Embora a notícia tenha se concentrado em Trump, considerando uma possível reversão da política de Obama, o orçamento do Departamento de Estado proposto pelo presidente cancela as ajudas à causa da democracia cubana. O orçamento, que a administração enviou ao Congresso em maio, corta os fundos da USAID (sigla em inglês para Agência dos Estados Unidos para o Desenvolvimento Internacional)  para Cuba, Venezuela e Nicarágua – fundos que tradicionalmente ajudaram os reformistas dentro desses países.

“Este orçamento é muito preocupante quando se trata de financiamento da democracia para países da América Latina”, disse a representante da República do Sul da Flórida, Ileana Ros-Lehtinen, ao Miami Herald. “É imperativo que os Estados Unidos continuem a apoiar a sociedade civil e os ativistas dos direitos humanos em Cuba, Venezuela e Nicarágua”.

A assistência a Cuba é regida pela Lei Helms-Burton de 1996 e pela Lei de Democracia Cubana de 1992, explicou o Herald. Entre outras coisas, essas leis autorizam doações de alimentos para organizações não governamentais ou indivíduos, bem como outras formas de assistência a indivíduos e organizações para promover mudanças não-violentas e democráticas em Cuba.

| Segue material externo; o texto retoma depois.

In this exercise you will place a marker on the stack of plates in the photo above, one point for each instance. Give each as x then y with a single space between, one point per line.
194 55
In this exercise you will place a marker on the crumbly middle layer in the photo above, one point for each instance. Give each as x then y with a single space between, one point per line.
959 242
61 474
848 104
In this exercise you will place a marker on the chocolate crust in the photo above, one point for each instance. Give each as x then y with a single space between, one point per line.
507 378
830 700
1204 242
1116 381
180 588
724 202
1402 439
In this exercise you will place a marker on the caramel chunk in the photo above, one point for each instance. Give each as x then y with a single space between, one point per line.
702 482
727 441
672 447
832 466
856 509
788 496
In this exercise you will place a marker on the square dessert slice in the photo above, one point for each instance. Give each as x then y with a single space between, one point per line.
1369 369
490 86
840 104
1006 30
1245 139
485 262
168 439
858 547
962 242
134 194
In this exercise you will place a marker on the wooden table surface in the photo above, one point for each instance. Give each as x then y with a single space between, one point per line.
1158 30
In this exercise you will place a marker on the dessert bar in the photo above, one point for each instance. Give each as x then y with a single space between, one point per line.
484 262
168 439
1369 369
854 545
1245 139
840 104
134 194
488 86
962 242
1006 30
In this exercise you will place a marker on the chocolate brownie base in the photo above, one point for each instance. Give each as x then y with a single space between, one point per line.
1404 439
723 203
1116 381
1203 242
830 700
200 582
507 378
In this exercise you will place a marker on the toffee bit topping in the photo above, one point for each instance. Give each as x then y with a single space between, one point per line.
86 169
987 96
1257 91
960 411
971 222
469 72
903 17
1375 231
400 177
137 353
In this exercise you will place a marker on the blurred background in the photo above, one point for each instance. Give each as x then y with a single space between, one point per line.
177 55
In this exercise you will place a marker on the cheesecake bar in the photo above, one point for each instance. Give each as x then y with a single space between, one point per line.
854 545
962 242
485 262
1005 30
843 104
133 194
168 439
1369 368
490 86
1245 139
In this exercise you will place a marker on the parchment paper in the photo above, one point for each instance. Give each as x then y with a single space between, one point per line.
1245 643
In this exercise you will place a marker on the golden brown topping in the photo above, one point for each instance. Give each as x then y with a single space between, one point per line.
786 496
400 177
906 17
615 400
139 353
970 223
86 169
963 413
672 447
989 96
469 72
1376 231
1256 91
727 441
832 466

Os programas de Cuba que a USAID implementou no ano passado incluíram US$ 6 milhões em bolsas oferecidas durante um período de três anos às organizações para “prestar assistência humanitária aos prisioneiros políticos e suas famílias e indivíduos e grupos politicamente marginalizados em Cuba” e um programa de US$ 754.000 para levar jovens cubanos para fazer estágio nos Estados Unidos.